The creatures, who seem to be able to jump from body to body, suck up
lifeforce from people they come in contact with.  The premise of the book,
unlike that of the film, is that the aliens are not really unique.  We--all
of us--are lifeforce vampires.  That's why fresh vegetables taste better to
us than stale ones; they retain lifeforce which we consume.  Sex is (among
other things) a lifeforce transaction.  Good sex will involve the trading of
lifeforce and each side will end up with more.  In sadistic sex, one partner
gets more lifeforce by depleting the other.

     That is one odd thing about SPACE VAMPIRES: it has sex, but it is the
least gratuitous sex of any novel I can think of.  The explanations of
energy exchanges are all-important.  We all understand what is going on when
there is sex in a Harold Robbins novel, but in this book there is more going
on as part and parcel of the sex act.

     But the monsters of SPACE VAMPIRES go beyond the human sort of
vampirism.  They accumulate lifeforce but, like a leaky tire, cannot hold on
to it and very soon need more.  The film, incidentally, could have used this
explanation very nicely since it would explain why the victims seem to
collect lifeforce but they need more so soon.  On the other hand, in many
ways the film is better than its source.  The contagion of the vampirism in
the film makes the menace much more serious.  The effect of the invasion in
the book would be to increase by two or three the number of sex maniacs in
the world.  In the film we are dealing with possible world destruction.  On
top of that, there is considerably more plot to the film than there was in
the book.  The book has the plot of the first half hour of the film and an
incident or two that was in the film later.  And then the book has two
sequences not in the film.  One is a visit to a Swedish expert on vampirism
and one is a discussion with the Prime Minister.  That and some discussion
is about all there is to the book.  There is actually a lot more that
happens in the film.  While the screenplay could have used more
explanations, in many ways it was an improvement on the book.

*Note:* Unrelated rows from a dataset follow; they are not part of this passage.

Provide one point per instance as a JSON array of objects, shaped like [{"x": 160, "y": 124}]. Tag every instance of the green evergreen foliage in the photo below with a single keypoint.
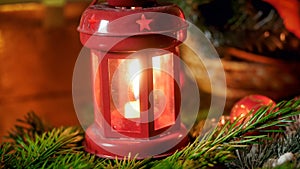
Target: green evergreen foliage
[{"x": 62, "y": 147}]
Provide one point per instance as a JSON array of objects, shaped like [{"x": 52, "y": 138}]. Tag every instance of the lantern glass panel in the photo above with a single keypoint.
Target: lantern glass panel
[
  {"x": 163, "y": 91},
  {"x": 124, "y": 78}
]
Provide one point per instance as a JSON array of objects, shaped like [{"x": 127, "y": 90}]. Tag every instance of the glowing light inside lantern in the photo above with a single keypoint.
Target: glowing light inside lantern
[{"x": 132, "y": 108}]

     But of course, the strong suit of the book is its ideas.  Wilson uses
his lifeforce premise to explain much about traditional vampires.  I, for
one, enjoy the DARKER THAN YOU THINK or FIVE MILLION YEARS TO EARTH sort of
story where the supernatural turns out to be scientific phenomena that have
been wrongly interpreted.  The problem is that Wilson does not seem to know
much science.  He starts including all sorts of already discredited ideas
(like Kirlian photography) as accepted scientific fact.  That unfortunately
discredits much of his thinking.

     Still, while this is the least enjoyable of the three Wilson novels, it
was an enjoyable read, particularly after having seen the film.